The economists didn’t help. Stephen Roach, managing director and chief economist of Morgan Stanley, said he thought the single biggest threat to the current luxury market conditions was American trade sanctions against their largest lender: China. “I’ve been to testify before congress three times in the last three months, and I’m telling you, that train has just about left the station,” he said. “I’d give it 60 per cent probability, and it’s a tragic mistake. The result would be a sharp downgrade in the dollar.” Given that the American consumer is still seen as one of the pillars of the luxury sales forecasts, this is no small doomsday prediction.
Martin Wolf, the FT’s chief economist, and Mark Lee, chief executive of Gucci, however, agreed: even worse would be “another terrorist attack like 9/11; the psychological effects would freeze everything,” according to Mr Lee. And his company has been growing at almost double the rate they predicted three years ago.
Apparently, the best way to stay at the top is to assume it is all going to be taken away from you sometime soon.
Salvation
But can the baby steps luxury is taking into the ethical and green sphere help make hay while the consumer (and Venetian) sun is shining? “Luxury has always had an uncomfortable relationship with charity; the first is essentially unnecessary, and helping people is very necessary. But just because it can seem gimmicky doesn’t mean you shouldn’t do it; everything we do is gimmicky, to a certain extent.” This is John Hooks, Deputy Managing Director of the Armani Group, explaining why Armani decided to get involved with (Project) Red, Bono’s initiative to fight AIDS and tuberculosis in Africa. Still, altruism was only a part of it, he said. “It was propelled by a business interest. We were aware of a consumer interest, and we followed that.”
“Never underestimate the luxury consumer,” said Thierry Dombreval, COO of Toyota Motor Europe, whose Lexus Hybrid car represents, he said, 30 per cent of that brand’s sales in Europe. “They are not just about showing off.
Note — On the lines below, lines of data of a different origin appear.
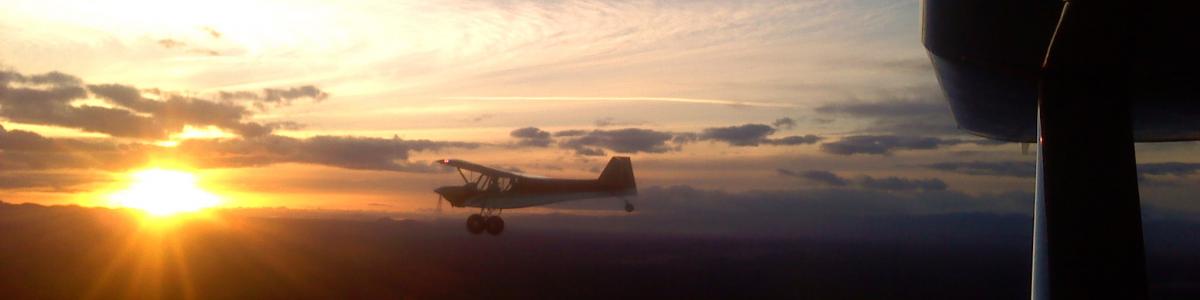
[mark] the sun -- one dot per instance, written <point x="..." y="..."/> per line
<point x="162" y="192"/>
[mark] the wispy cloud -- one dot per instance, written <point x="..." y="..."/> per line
<point x="677" y="100"/>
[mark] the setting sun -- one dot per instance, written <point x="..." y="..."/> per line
<point x="163" y="192"/>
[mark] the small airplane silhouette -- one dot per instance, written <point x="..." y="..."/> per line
<point x="492" y="191"/>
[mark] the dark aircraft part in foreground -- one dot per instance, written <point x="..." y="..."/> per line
<point x="493" y="190"/>
<point x="989" y="57"/>
<point x="1084" y="79"/>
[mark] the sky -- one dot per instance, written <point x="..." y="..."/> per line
<point x="729" y="109"/>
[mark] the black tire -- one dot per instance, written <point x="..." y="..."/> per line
<point x="495" y="226"/>
<point x="475" y="223"/>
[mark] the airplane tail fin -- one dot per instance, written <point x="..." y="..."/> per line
<point x="619" y="174"/>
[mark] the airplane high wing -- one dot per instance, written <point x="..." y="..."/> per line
<point x="1084" y="79"/>
<point x="493" y="190"/>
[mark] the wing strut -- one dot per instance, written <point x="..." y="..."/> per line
<point x="1087" y="217"/>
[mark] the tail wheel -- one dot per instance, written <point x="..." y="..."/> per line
<point x="495" y="225"/>
<point x="475" y="223"/>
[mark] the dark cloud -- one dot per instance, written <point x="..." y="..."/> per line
<point x="1169" y="168"/>
<point x="531" y="137"/>
<point x="22" y="150"/>
<point x="887" y="144"/>
<point x="925" y="114"/>
<point x="279" y="97"/>
<point x="822" y="177"/>
<point x="901" y="184"/>
<point x="51" y="181"/>
<point x="749" y="135"/>
<point x="887" y="108"/>
<point x="351" y="153"/>
<point x="627" y="141"/>
<point x="795" y="141"/>
<point x="611" y="121"/>
<point x="570" y="133"/>
<point x="1009" y="168"/>
<point x="48" y="100"/>
<point x="869" y="183"/>
<point x="784" y="124"/>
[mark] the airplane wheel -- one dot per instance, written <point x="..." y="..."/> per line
<point x="495" y="226"/>
<point x="475" y="223"/>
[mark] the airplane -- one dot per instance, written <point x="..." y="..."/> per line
<point x="493" y="190"/>
<point x="1085" y="81"/>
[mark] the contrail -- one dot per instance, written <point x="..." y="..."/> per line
<point x="701" y="101"/>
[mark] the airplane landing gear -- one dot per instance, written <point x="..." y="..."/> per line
<point x="495" y="225"/>
<point x="489" y="220"/>
<point x="475" y="223"/>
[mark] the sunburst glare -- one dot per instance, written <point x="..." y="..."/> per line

They understand the tangible benefits of a hybrid car, in terms of emission controls, and the intangibles, in terms of being seen as an early adopter.”
“Yes, but the consumer who buys a Lexus hybrid and bio-cosmetics also wears a fur coat,” said Mylene Borrel, Printemps’ head of buying for luxury goods, sceptically.
“I could not care less,” responded Mr Dombreval.
So maybe we’re not there yet. JW Kaempfer, chairman of McArthur Glen, has another idea anyway: “People like buying in a place that makes them feel good,” he said. “Where do museums make a lot of their money? In the shop.” Culture, he said, could be a major driver for luxury consumers – and an easier sell then ethics.
Mr Hooks shrugged; we’re no angels was the implication.